Last year, LSG Solutions was contracted by the State of Oklahoma to update the Oklahoma Sex Offender Registry (OSOR). In Phase One of the project we rebuilt OSOR using modern technology and gave law enforcement and the public better, more dependable access to this important tool.
The new OSOR has been a great success and now we’ve been contracted to continue those improvements and make it even better.
Beginning Phase Two
Phase One of the OSOR project was largely focused on technology. The application being used was outdated and difficult to use. Many features were broken and hindered law enforcement agencies’ abilities to keep offender registrations up-to-date. In Phase One, LSG rebuilt OSOR from scratch and gave the State of Oklahoma a solid, modern foundation to build on.

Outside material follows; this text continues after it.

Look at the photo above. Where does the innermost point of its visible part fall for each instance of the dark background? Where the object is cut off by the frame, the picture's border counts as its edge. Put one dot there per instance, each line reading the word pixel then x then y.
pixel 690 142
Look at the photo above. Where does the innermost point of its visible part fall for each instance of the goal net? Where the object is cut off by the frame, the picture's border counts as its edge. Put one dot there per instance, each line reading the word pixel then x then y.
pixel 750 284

In comparison, Phase Two is all about people. Now that OSOR has strong footing, we went to work improving processes and refining the application. Users had adapted their workflow to the quirks and limitations of the old system. Now we had the opportunity to ask them, “How do you want the application to work?”
One of the first improvements we are working on is giving users a better view of important information. Users are spending a huge amount of time sifting through updates originating from local law enforcement because everything needing approval is being categorized into a few large non-prioritized buckets.
Critical updates about 3rd-tier sex offenders had the same appearance as minor notes and demographic updates. Because every new note in the system looked the same, everything had the same priority.
So we’re using the context of the information that’s already in the OSOR to highlight important updates and notes so Department of Corrections OSOR staff can be more efficient and deal with higher priority work sooner.
Refining the System
We’re working closely with law enforcement officials and users at the State to tweak and refine all areas of the workflow to speed up offender processing and help officers spend more time on enforcement and less on paperwork and fighting against system limitations and downtime.
All remnants of the old application are being brought offline and the new OSOR is being migrated to a single, modern database that will be easier and more cost effective to update and maintain.
On the public front, we’re improving notifications so that public users have more control over the locations they want to monitor and timely, informative updates when sex offenders move to their area.
As we make these changes, users are beginning to see the power and opportunities that the new OSOR provides and have begun to make requests for even more changes that give them new capabilities and make their jobs easier.
Phase Two has just started and there’s already a huge level of excitement around it as we work together with the State of Oklahoma to make Oklahoma a safer place to live and work.